Osteomyelitis is an infection of the bone. It is generally classified based on the duration of illness (acute or chronic).11 Chronic osteomyelitis is categorized as a longstanding infection of the bone over months to years with associated characteristic findings that result from bone ischemia and necrosis, such as the presence of sequestra and sinus tracts, often seen on radiographic imaging.11 Younger adults typically develop nonhematogenous osteomyelitis in the setting of trauma and subsequent surgical procedures.11 However, other risk factors include type 2 diabetes, peripheral vascular disease, peripheral neuropathy, poor-healing soft tissue wounds such as decubitus ulcers, and the presence of orthopedic hardware.11 Our patient was a paraplegic because of a previous gunshot wound to the hip, which increased his risk of decubitus ulcers, poor wound healing, and development of chronic osteomyelitis.

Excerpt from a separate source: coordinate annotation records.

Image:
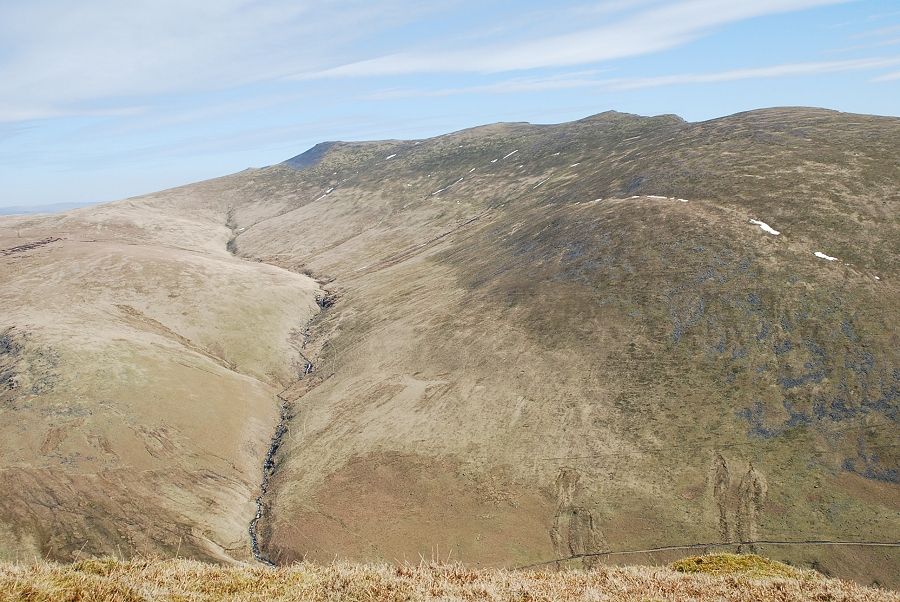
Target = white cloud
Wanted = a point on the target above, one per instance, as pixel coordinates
(888, 77)
(61, 58)
(772, 71)
(658, 28)
(584, 79)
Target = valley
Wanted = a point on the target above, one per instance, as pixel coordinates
(507, 345)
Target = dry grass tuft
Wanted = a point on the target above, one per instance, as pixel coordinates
(109, 580)
(750, 565)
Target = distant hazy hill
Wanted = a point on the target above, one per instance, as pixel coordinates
(52, 208)
(522, 343)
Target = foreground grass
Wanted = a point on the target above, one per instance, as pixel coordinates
(733, 578)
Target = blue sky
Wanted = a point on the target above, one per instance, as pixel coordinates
(104, 99)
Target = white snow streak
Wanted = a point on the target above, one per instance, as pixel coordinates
(765, 227)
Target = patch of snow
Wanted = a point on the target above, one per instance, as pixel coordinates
(446, 187)
(765, 227)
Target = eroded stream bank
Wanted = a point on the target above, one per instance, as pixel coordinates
(306, 381)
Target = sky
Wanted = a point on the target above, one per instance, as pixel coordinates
(106, 99)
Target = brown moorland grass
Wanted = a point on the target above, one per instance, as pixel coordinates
(108, 580)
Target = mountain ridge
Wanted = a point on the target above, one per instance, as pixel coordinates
(542, 341)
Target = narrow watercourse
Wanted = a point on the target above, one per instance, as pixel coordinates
(286, 413)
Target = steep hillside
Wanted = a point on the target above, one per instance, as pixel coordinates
(538, 342)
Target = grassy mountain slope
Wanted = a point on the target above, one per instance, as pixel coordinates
(554, 340)
(718, 578)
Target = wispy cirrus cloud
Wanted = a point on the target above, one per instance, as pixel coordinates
(888, 77)
(654, 29)
(586, 79)
(772, 71)
(94, 57)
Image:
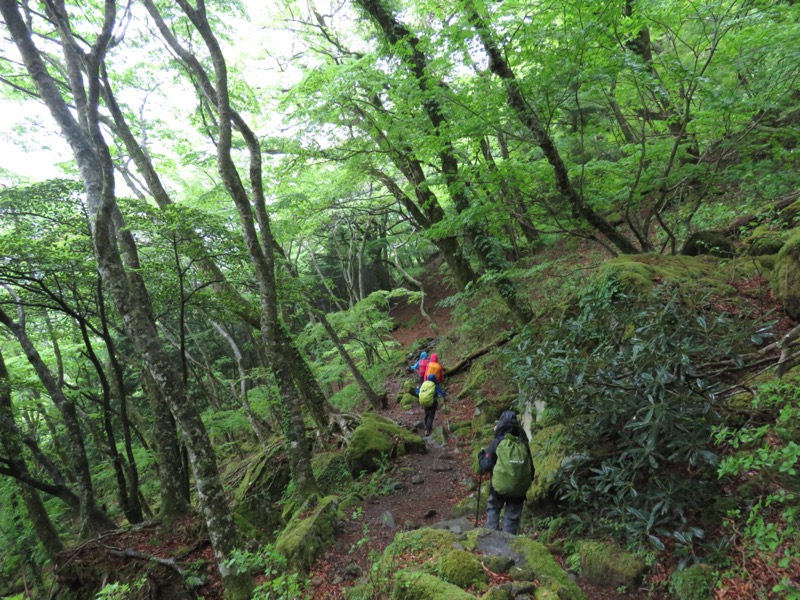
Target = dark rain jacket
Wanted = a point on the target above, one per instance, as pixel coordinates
(507, 424)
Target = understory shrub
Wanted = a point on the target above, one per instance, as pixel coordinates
(633, 379)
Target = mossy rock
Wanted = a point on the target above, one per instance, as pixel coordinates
(308, 535)
(408, 401)
(378, 437)
(331, 472)
(488, 409)
(607, 565)
(548, 453)
(695, 583)
(463, 569)
(785, 277)
(498, 593)
(546, 570)
(712, 242)
(639, 273)
(255, 507)
(425, 545)
(532, 560)
(790, 213)
(765, 241)
(417, 585)
(767, 261)
(362, 591)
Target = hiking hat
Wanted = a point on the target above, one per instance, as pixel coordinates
(508, 416)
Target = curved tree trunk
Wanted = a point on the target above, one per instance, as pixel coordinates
(125, 285)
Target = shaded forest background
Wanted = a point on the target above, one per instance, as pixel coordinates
(608, 191)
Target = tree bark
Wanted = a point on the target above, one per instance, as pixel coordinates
(486, 249)
(93, 520)
(516, 101)
(10, 443)
(125, 286)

Results of a retrospective case study published in 2017 showed that F magna was isolated from orthopedic joint implant-associated infections and that F magna is a rare cause of osteomyelitis.12 The bacterium isolated from patients in the study was susceptible to most antibiotics, except linezolid, moxifloxacin, and rifampin. Patients in this study were mostly treated with penicillin V, ciprofloxacin, amoxicillin, clindamycin, and rifampin.12
Conclusion. F magna is one of the most commonly isolated anaerobic bacteria from skin contaminates. However, it is largely unseen in most cases of osteomyelitis.13 Our case study illustrates F magna as a rare cause of chronic osteomyelitis. When treating cases of chronic osteomyelitis, this organism should be considered.
Patient outcome. The patient had clinically improved and remained afebrile during the rest of his hospital stay of approximately 6 weeks. In hindsight, the initial antibiotic choice may not have been adequate, and a change to ertapenem in a timely matter averted further complications and need for additional surgery.